I recently read an article by Karl Rove, about a reading contest he has had the last three years with President Bush. It made me realize that I need to read more. One year Rove read 110 books!! ONE HUNDRED TEN!! I'm feel lucky if I finish three or four in a twelve month period.

There is no way I can read 110 books this year,( or, let's be honest--ANY year!) but I could read 24. I could turn off the TV, spend less time on the Internet, and READ! I love to read. I want to read. I want to expand my mind. I doubt much of it will be fiction, but who knows. The idea will be to read whatever suits my fancy at the time, and keep myself a small notebook of what I read. My goal will be to read 24 books this year, that's two per month. I will also be reading in my Book of Mormon daily, and my Sunday School and Seminary lessons as well.

It's not going to be easy, I'm not kidding myself there. But we DO homeschool; reading aloud to the kids can be part of what I'm reading. I really want to do this.

So I hereby make a proposal; a reading contest of sorts. Anyone want to play? I won't be keeping track or anything, and I won't know if you don't make your goal, but make one! Even if it's only to read the Book of Mormon cover to cover, DO IT!

Let me know if you like, tell me what you are reading.
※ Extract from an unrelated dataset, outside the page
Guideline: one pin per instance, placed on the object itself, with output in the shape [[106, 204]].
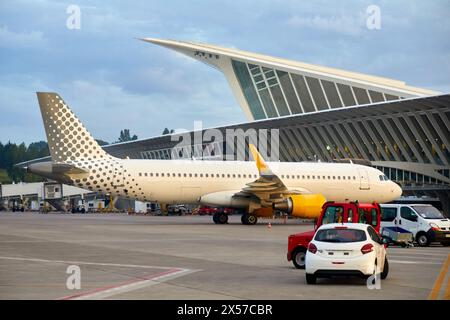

Saturday, December 27, 2008

Thoughts on Mothering


I'm sitting here listening to my teens giggle and laugh with friends. I realize the fact that they are home, playing games (CLUE tonight) with friends is, in itself, an anomaly in our day and age. I so enjoy hearing them laugh and giggle.
I have three children left at home. I'm going to miss this. I'm not ready to be an "empty-nester", and as my nest empties I long for the days when they were young. I think in my "busy young mother" days I missed a lot. How many days did I hurry them off to bed? How many times did I dismiss something their little mouths were telling me? How often did I fall into bed and not look back?
Please don't do this. When someone tells you "they grow up so fast": Believe them! Despite the fact you may be changing diapers every half hour, it will not always be so--I promise! The drudgery that you feel from time to time will abate, and you will be left with only what you have cultivated.
Cherish this time; it's worth every crazy, busy moment.

Just my thoughts on this soggy winter night.

Tuesday, December 23, 2008

Merry Christmas


I have intentionally not posted for a few weeks because I couldn't say anything nice; it is Christmas after all and I didn't want to ruin the spirit :)

I haven't wanted to be grumpy during this beautiful season.

I have been trying to think about my Savior. IT IS His birthday we are celebrating. Have we given Him a gift? Have we been less selfish? Less prideful? Less greedy? Less grumpy (I didn't post because I was grumpy!)?

There is SO very much to be worried and grumpy about to be sure. But let's put that aside for now; let's let the spirit of Christmas wash over us, and help us feel safe and secure for just a little while.


In that Spirit, I do have something to write about.

Yesterday in Church a lady gave a talk on giving. I know, it seems a "no brainer", and an "easy" talk to give at Christmas. Despite that, it made me teary. She talked about not having been able to feel the Christmas Spirit. Her house was in tumult because her daughter and son-in-law finally found a house, and were moving out. Her Christmas decorations were buried under said daughter and son-in-laws "stuff" in the garage. She just was grumpy and to top it off, her mom needed to go to Costco. Because we've had the miracle of snow here in Oregon, she didn't want to drive. So the good Sister took her mom to Costco, and not especially willingly. They shopped, they had lunch, they talked.
It was a gift she hadn't planned on giving.

She said that all her siblings who live out of state have been calling HER to find out "What does Mom want"? My friend said that all her mom REALLY wants is time. Time with her family. Time with loved ones and friends. In other words, nothing she or any of them could buy.

Not coincidentally, this matches up with the type of gifts we can give the Savior. We can serve selflessly. We can offer our shoulders. We can complain less, and do more.
The Lord asks much of us, but gives us strength in the doing. The more we do for the Kingdom, the stronger and more capable we become.
It's my hope and my prayer that we can, in this fearful, socialistic time that's headed our way (see, I couldn't do it!!), be calm. That we will remember the Lord is in charge. If we can remember that, then we can let go, and try to serve our fellowman more freely. Remember Jacob Marley's words to Ebeneezer Scrooge--"MANKIND was my business". I highly recommend watching the movie of "A Christmas Carol". Any version will do, but I love the Patrick Stewart version. Watch Scrooge change, then find ways to change and grow also.
We'll be watching tomorrow night, care to join us?